The Court discussed prior precedent that had not specifically addressed the issue of what behavior might constitute being in “actual physical control,” due to a charging defect in that prior case’s charging document, and another precedent where circumstantial evidence allowed a finding that the drunk motorist’s vehicle – with the engine off but hot, the lights on and the gear shift in drive – had in fact been operated very recently while the motorist was still drunk. Accordingly, the court found that that case was no guidance to the question of when a motorist was in “actual physical control” of a vehicle, since that four definition was not needed for the conviction of that motorist.
The Court discussed how a number of other states defined similar language in their drunk driving statutes, noting diverse definitions. Some seem to be motivated by a policy of deterrence and defined the term very broadly. The Court rejected this approach, finding that to convict those who merely sat in the driver’s seat in possession of ignition keys would effectively create a new crime that the General Assembly of Maryland did not create. From the decision, “We do not believe the legislature meant to forbid those intoxicated individuals who emerge from a tavern at closing time on a cold winter night from merely entering their vehicles to seek shelter while they sleep off the effects of alcohol.”
The Court rejected the approach of Arizona’s highest court, which allowed for motorists who were already intoxicated to pull over and sleep off a drunk without fear of reprisal, noting that that approach might encourage drunk drivers to test their skills first before deciding to pull over. The Court noted that a number of factors may influence whether a motorist is considered in “actual physical control,” including:
1) whether or not the vehicle’s engine is running, or the ignition on;
2) where and in what position the person is found in the vehicle;
3) whether the person is awake or asleep;
4) where the vehicle’s ignition key is located;
5) whether the vehicle’s headlights are on;
6) whether the vehicle is located in the roadway or is legally parked.
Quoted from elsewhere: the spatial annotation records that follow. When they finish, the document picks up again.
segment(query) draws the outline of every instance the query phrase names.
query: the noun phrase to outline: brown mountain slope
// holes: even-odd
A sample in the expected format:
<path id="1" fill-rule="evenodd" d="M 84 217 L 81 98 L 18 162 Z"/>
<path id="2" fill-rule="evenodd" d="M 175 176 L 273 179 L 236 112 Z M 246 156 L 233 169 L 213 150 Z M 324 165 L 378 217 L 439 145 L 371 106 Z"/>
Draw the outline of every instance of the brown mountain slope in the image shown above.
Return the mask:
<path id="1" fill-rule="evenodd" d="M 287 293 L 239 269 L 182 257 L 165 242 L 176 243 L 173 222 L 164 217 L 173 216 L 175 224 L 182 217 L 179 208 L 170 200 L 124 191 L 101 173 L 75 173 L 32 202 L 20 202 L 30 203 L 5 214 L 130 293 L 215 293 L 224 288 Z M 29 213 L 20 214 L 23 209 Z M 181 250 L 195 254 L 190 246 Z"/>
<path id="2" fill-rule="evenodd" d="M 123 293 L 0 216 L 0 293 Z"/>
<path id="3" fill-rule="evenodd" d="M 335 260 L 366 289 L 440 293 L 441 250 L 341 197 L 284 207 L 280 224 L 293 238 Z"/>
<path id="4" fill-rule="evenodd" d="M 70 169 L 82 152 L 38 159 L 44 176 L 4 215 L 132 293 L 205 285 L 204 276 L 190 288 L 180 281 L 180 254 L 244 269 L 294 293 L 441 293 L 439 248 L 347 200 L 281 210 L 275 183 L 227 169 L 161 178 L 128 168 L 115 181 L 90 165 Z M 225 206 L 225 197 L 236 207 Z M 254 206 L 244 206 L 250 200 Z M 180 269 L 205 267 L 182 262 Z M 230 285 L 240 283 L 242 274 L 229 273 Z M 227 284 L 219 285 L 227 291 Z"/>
The Court concluded that there was not evidence beyond a reasonable doubt that Mr. Atkinson was in actual physical control of his vehicle, and on that basis reversed the conviction. The Court warned, however, that its decision was not an invitation to motorists under the influence to test their luck on the roads and sleep off a night of drinking, and that evidence that the vehicle already had been operated, moved or driven while the motorist was already intoxicated could still lead to a conviction.
In my view, this decision is a fair reading of the statute involved and the balancing test is wise. Nonetheless, I think that there should be a public policy in favor of mitigating the DWI penalty when motorists who conclude that they actually had one too many pull off the road and shut the vehicle down, and it’s better to pull oversooner than to try to make it to the next exit, find a motel or all-night diner and exit the vehicle once the motorist has reached that unfortunate conclusion. If the motorist is tipsy, do we want her off the road here and now, or later three miles down the road at the Motel 6? I’d favor allowing such drivers to face a fine only, or a nominal jail sentence of 1-2 days, not because drunk driving is mild but because stopping drunk driving is important. I suspect that a decent number of drivers conclude only after they start driving that between their BAC and their fatigue, they should be off the road; they should be encouraged to pull over soonest with mitigated criminal exposure.
Atkinson indicated that the latter point is something for a legislature to consider, not an appellate court, though a trial court may and must consider the overall conduct of a motorist when it imposes any sentence and attempting to mitigate the effects of a bad choice certainly merits a mitigated sentence.